February 11, 2017 1 Comment
Growing up, my father often recalled the stories of a childhood filled with homelessness, hunger, and alcohol abuse. This is one of the reasons he worked tirelessly to provide for our family and care for others. He would talk about times he and his siblings would scrounge for change in order to get enough food for the family each day. I believe this is the main reason he left California at 18 years old and never returned. He wanted to separate himself from the life he experienced in the skid row slums of Alameda, CA. He would explain the hardships the family suffered because his father would get a paycheck and drink it all away.
My father passed away in 2011, after my mother passed away in 2007. As their only child, their passing became my nightmare. I will not blame them for what has happened since then. I will reference those pivotal events as the beginning of a downward spiral which has lead me to become what I am today, an addict. That sentence is the hardest I have ever written. I do not write these words, nor do take this fact lightly. Now what?

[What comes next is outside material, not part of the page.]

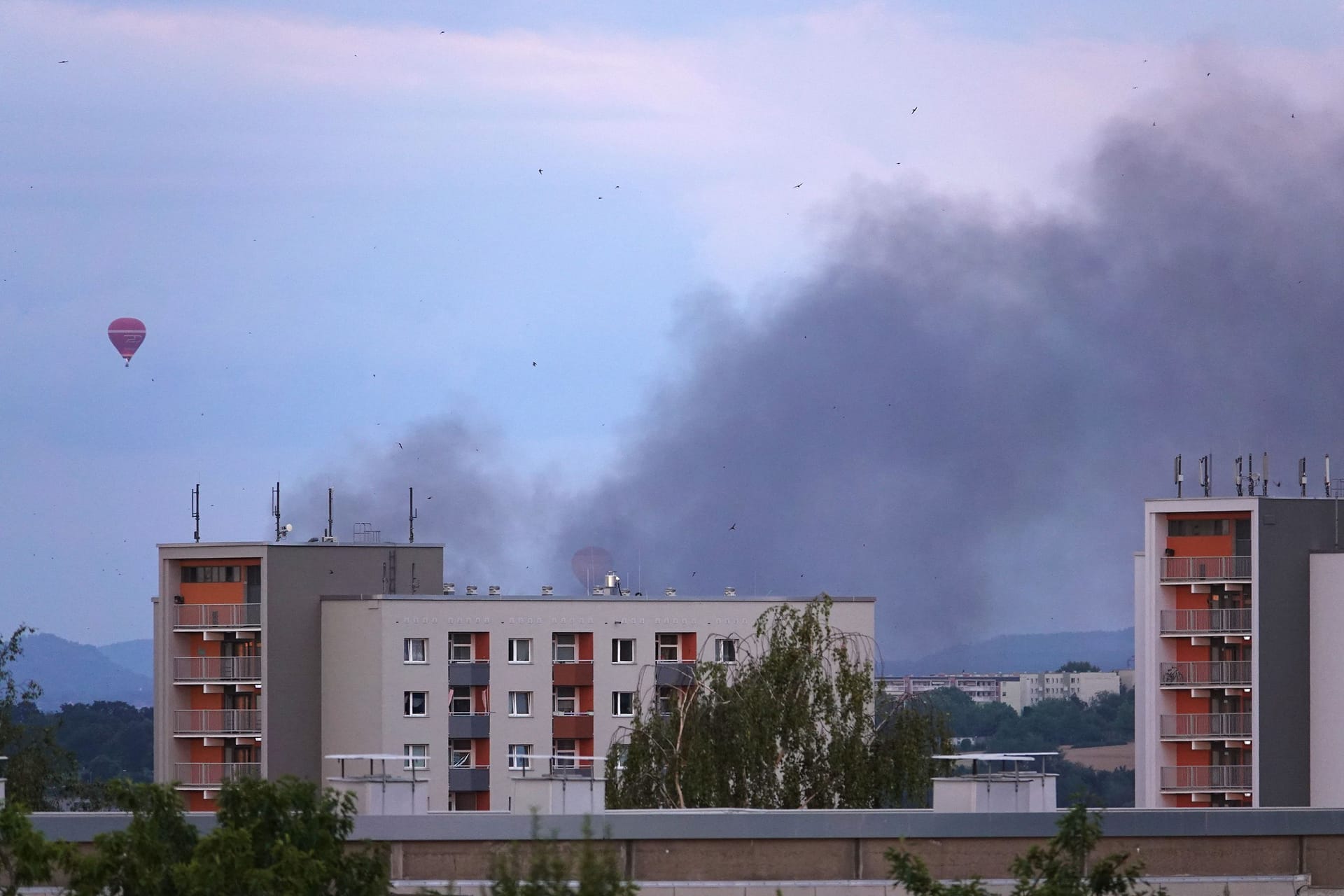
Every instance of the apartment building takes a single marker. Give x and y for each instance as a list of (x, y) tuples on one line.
[(1236, 626), (476, 690), (270, 657), (237, 652)]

What started as a casual activity, shared among friends, has transformed into a solitary daily event. Before you think this is a confession that has an overcoming outcome at the end, I must warn you it is not. I have not been delivered, beat the devil, or any other term you want to add. I am an alcoholic. How did I get here? I’m not sure I can point to one event that tipped the iceberg. I don’t have repressed memories of a haunted childhood that have come to light. I have never suffered mental, sexual, or physical abuse that has caused me to seek comfort in a bottle or in pills. I can not blame someone else for this, nor do I want too.
So I have admitted my faults in front of God and anyone else reading this, what now? I could go on and on about what I could do, should do, or will do. I could say this is the first step of recovery or the fight begins now, but that would be a lie. I like drinking. I like the feeling it gives me and the way I can retreat into my own world with my headphones on while I’m drinking. I hate the way it makes those close to me, feel the way they do about me when I’m drinking. I regret the things I say to my family, even though I can’t remember it. So, I move forward. What now? I don’t have the answer. Not even sure why I am writing this because now everyone knows that I know what is happening.
Once you face the truth there is no way you can sent the facts. Now what?